On the first day, all three made-up companies-InfoMaster, General Data Machines and Starr Computing-spent money on corporate-culture initiatives at the expense of new products. InfoMaster even created an ethics team with leaders from different departments, headed by Mr. Marye, who worked as an analyst for Enron before seeking a master's degree.

Yet as the revenue race tightened, behavior changed. On the second day, each company learned that it had hired an employee who had stolen software from a competitor and that the stolen code was now used in the company's most profitable products. General Data and Starr both opted to turn themselves in and try to negotiate licenses. InfoMaster, despite its ethics team, took the path of least resistance: hoping not to get caught.

General Data proved consistent with its choices-for the most part. Faced with a toxic-waste issue at a river near one of its plants, it opted to dredge the river and make the issue public, even though it didn't believe it was responsible for the pollution. But doing the right thing came at a price. The company was in last place in revenue after the first day.

By the end of the second day, student executives began routinely opting for less-expensive options. General Data was hit with asexual-harassment complaint against its vice president of sales, and it chose to postpone action while investigating the allegation. But the investigation discovered that the complaint was credible, and major. "We thought we did the right thing," said Jay Manickam, who was General Data's chief executive.

InfoMaster, in the lead after the first day, opted to keep quiet on the toxic-waste issue, paying for only a low-cost cleanup and referring the matter to its insurance company. A thorough cleanup would have required shutting down production for one quarter, something InfoMaster was unwilling to do. "We've taken care of it," said Mr. Marye.

On the final day, stakes grew very high. Each team learned of a heightened terrorism risk for U.S. targets in Indonesia and warnings that if security at each company's plant wasn't beefed up, an entire factory could collapse in a terrorist bombing.

General Data opted to move its Indonesian production to Singapore, losing substantial revenue. Starr opted to stay in Indonesia but spent money to evacuate Americans, toughen security and boost insurance coverage. The higher costs forced it to abandon one product line. "We tried to take the high road," says General Data CFO Michael Stewart.

InfoMaster, still leading in revenue, didn't want to take such a painful step. The company evacuated Americans from Indonesia, but didn't spend to protect its plant and workers there. CEO Vivian Rhoads said production capacity was the top priority for the company.

A short time later, Mr. Varney delivered a news bulletin to the InfoMaster executives: A terrorist bombing had killed 350 workers, mostly young Indonesian women, at InfoMaster's Jakarta factory. The classroom fell silent.

"Companies do make decisions they think are best for the long term and sometimes they aren't," Ms.

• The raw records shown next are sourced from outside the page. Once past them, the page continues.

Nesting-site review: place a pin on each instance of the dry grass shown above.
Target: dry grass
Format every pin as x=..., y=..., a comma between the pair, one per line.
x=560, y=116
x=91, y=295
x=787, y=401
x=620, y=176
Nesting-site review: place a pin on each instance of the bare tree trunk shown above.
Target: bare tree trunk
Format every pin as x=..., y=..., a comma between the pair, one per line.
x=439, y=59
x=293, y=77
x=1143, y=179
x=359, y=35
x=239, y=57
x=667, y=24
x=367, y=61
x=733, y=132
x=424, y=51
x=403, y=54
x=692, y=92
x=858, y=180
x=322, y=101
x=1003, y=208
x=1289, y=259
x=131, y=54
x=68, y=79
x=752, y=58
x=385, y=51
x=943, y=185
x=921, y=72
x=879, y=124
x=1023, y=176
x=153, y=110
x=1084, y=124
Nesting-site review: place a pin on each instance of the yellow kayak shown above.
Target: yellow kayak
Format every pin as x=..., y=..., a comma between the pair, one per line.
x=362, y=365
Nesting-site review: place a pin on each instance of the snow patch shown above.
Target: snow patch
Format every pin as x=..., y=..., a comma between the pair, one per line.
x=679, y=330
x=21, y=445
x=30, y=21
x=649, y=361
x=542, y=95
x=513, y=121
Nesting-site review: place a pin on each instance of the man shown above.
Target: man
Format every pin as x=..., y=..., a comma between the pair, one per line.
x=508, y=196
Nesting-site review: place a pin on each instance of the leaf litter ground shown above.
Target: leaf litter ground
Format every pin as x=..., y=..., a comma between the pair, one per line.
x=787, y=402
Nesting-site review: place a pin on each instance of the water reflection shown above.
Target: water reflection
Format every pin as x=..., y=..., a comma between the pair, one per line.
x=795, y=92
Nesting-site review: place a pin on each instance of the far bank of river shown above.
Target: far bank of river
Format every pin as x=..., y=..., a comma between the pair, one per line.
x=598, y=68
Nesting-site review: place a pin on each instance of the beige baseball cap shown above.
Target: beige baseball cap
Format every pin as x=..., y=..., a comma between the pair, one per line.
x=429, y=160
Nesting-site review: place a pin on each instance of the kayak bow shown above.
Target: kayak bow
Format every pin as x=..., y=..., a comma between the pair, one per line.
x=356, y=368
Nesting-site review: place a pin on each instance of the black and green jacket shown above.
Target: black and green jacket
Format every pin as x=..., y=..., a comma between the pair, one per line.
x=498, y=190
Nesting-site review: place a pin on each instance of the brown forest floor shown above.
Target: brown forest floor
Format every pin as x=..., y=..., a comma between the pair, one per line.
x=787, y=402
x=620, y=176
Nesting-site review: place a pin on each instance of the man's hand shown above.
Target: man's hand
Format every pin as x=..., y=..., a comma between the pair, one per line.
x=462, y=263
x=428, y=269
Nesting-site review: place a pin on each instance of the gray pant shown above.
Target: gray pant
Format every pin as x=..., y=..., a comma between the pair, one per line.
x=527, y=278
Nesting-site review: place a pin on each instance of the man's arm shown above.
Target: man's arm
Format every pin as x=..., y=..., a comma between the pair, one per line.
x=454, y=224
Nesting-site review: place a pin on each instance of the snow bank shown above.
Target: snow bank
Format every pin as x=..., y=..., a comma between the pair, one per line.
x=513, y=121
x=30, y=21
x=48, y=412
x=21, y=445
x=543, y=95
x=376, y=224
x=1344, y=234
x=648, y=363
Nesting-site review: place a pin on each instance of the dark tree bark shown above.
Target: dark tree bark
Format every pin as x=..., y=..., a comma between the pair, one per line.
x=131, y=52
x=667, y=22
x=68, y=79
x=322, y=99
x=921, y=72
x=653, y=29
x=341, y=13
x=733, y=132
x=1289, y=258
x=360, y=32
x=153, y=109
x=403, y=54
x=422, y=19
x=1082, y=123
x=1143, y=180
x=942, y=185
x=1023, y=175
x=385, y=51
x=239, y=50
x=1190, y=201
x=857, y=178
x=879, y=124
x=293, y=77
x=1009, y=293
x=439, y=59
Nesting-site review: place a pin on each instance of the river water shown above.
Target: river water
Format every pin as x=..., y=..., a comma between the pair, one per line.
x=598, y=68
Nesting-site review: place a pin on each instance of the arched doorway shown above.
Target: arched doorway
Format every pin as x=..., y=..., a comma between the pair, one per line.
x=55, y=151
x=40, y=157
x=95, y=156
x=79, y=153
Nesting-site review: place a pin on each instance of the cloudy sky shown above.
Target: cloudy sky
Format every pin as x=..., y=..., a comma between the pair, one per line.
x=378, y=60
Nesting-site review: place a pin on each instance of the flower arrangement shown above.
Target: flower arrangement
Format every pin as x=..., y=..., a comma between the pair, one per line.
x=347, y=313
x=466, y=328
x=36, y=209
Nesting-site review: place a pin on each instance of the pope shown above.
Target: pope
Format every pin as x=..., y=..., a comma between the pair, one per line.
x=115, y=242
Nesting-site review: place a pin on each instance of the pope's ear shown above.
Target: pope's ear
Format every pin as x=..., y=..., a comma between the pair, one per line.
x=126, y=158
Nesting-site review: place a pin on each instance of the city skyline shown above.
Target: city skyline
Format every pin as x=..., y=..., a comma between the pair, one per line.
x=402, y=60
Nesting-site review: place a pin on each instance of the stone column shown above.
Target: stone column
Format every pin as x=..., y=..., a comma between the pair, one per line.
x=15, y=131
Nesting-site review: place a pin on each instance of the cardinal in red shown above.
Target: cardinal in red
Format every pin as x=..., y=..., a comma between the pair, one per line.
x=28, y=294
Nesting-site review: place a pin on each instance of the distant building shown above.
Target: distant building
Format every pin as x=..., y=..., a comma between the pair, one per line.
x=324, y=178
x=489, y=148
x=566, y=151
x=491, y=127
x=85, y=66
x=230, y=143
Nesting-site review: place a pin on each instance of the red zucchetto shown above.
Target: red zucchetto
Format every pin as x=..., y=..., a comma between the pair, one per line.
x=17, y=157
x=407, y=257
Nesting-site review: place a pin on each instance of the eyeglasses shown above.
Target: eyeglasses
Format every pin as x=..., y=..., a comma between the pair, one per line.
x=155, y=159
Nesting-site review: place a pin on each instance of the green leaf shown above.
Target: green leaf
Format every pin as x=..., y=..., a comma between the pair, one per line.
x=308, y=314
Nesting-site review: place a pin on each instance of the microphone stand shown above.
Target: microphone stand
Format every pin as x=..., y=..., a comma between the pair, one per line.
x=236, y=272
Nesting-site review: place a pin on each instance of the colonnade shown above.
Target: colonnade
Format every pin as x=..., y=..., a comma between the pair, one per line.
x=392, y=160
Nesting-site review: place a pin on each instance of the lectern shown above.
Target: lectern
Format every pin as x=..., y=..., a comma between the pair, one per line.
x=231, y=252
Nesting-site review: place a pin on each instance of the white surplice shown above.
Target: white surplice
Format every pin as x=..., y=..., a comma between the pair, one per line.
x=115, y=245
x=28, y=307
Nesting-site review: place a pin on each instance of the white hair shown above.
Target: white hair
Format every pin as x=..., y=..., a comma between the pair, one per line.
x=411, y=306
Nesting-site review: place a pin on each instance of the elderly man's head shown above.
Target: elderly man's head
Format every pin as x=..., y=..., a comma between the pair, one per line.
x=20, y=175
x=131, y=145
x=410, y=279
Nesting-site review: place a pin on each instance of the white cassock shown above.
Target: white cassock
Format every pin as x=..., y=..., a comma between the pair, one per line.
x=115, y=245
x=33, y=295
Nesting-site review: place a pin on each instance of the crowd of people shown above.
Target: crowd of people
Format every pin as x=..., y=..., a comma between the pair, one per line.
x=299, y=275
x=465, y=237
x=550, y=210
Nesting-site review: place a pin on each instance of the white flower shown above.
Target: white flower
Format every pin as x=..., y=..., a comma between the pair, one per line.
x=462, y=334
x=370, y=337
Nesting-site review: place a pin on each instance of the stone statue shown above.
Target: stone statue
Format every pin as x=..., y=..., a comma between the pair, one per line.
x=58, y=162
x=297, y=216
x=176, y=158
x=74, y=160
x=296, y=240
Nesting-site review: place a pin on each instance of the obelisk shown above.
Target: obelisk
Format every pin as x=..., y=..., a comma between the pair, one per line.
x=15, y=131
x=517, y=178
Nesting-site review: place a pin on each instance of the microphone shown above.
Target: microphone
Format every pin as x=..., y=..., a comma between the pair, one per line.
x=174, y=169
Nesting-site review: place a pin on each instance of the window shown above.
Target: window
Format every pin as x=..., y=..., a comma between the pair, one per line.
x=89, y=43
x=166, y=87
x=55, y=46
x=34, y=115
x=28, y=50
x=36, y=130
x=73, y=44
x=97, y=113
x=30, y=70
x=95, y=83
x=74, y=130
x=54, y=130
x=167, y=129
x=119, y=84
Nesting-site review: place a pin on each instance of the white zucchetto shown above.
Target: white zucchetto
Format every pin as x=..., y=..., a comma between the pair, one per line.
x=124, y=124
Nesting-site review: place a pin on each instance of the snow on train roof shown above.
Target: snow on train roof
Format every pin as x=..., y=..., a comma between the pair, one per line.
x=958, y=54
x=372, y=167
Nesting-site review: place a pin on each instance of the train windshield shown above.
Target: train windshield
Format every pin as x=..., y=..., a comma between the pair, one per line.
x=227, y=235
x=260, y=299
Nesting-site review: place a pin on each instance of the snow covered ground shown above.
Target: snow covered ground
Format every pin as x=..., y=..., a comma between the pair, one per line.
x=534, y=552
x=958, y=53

Rhoads said to her classmates. "Three hundred and fifty people died partly because of a decision we all made."

'PR Over Lives'

At the end of eight quarters, InfoMaster still had the most revenue, despite the Indonesian bombing, followed by Starr and General Data. Each company then had to present its results to a judging panel of real-life corporate executives.

Starr, despite cash-flow problems, was the compromise choice for the $11,000 prize because it had minimized risks and still produced solid revenue and strong product lines. The panel criticized InfoMaster's decision to pick "PR over lives" in Indonesia.

InfoMaster executives, who had remained confident of victory, were crushed. "What's scary," says Mr. Marye, "is that I never thought I'd make choices that way."